Coefficient for x^3 should be 11.0 instead of 7.0. So we obviously have to improve something:

```
class Poly(val terms: Map[Int, Double]) {
def + (other: Poly) = new Poly(this.terms ++ (other.terms map adjust))
def adjust(term: (Int, Double)): (Int, Double) = {
val (exp, coeff) = term
terms get exp match {
case Some(coeff1) => exp -> (coeff + coeff1)
case None => exp -> coeff
}
}
override def toString =
(for ((exp, coeff) <- terms.toList.sorted.reverse) yield coeff + "x^" + exp) mkString " + "
}
```

And now it works as expected:

```
p1 + p2
//> res0: Poly = 6.2x^5 + 11.0x^3 + 2.0x^1 + 3.0x^0
```

But it looks too much work and verbosity to compute just an addition. Remember we said that maps are actually functions.
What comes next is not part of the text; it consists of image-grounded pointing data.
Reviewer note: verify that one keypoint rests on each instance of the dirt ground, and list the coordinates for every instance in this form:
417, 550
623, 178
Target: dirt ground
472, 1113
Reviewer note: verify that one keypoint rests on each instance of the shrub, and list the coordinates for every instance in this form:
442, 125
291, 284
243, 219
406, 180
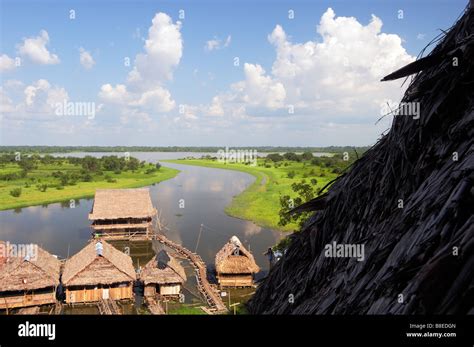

But they are “partial functions” in the sense that applying a map to a key could lead to an exception if that key isn’t included in the map. To avoid this, there is a `withDefaultValue`

operation that turns a map into a total function:

```
romanNumbers(6) // exception thrown
val rn = romanNumbers withDefaultValue "-"
rn(5) //> res3: java.lang.String = V
rn(6) //> res3: java.lang.String = -
```

We can apply this technique to our `Poly`

class:

```
class Poly(val terms0: Map[Int, Double]) {
val terms = terms0 withDefaultValue 0.0
def + (other: Poly) = new Poly(this.terms ++ (other.terms map adjust))
def adjust(term: (Int, Double)): (Int, Double) = {
val (exp, coeff) = term
exp -> (coeff + terms(exp))
}
override def toString =
(for ((exp, coeff) <- terms.toList.sorted.reverse) yield coeff + "x^" + exp) mkString " + "
}
```

Finally, we want to improve the way we create our polynomials, so instead of the first syntax we can use the second:

```
val p1 = new Poly(Map(1 -> 2.0, 3 -> 4.0, 5 -> 6.2))
val p1 = new Poly(1 -> 2.0, 3 -> 4.0, 5 -> 6.2)
```

This is challenging if we take into account that the number of parameters (in this example, three) could be any number. To achieve this, we need an auxiliary constructor in our class:

```
def this(bindings: (Int, Double)*) = this(bindings.toMap)
```

Where the `*`

notation means that this is a repeated parameter.

## Example: Translating phone numbers into sentences

Just to recapitulate concepts seen in previous sessions, we are going to work in a more complex example.

Let’s imagine this assignation between numbers in a phone (i.e. an iPhone) and letters:

```
val mnemonics = Map('2' -> "ABC", '3' -> "DEF", '4' -> "GHI",
'5' -> "JKL", '6' -> "MNO", '7' -> "PQRS",
'8' -> "TUV", '9' -> "WXYZ")
```

And let’s assume we have a dictionary with a list of words.

Our goal is to design a method `translate`

such as this call produces this result (and others):

```
translate("7225247386")
// Scala is fun
```

Please note that “S” is included in phone key for number 7, “c-a” in key for number 2, “l” in key for number 5, “a” in key for number 2, and so on until “u” and “n” that are in keys for number 8 and 6. So, for each number we have some different letters that we can use to create existing words in our dictionary of words.

## Final consideration on collections

Now that we’ve seen some Scala immutable collections it’s a good time to sumarize some of their characteristics:

- easy to use: few steps to do the job,
- concise: one word replaces a whole loop,
- safe: type checker is really good at catching errors,
- fast: collection operations are tuned, can be parallelized,
- universal: one vocabulary to work on all kinds of collections.

This makes them a very attractive tool for software development.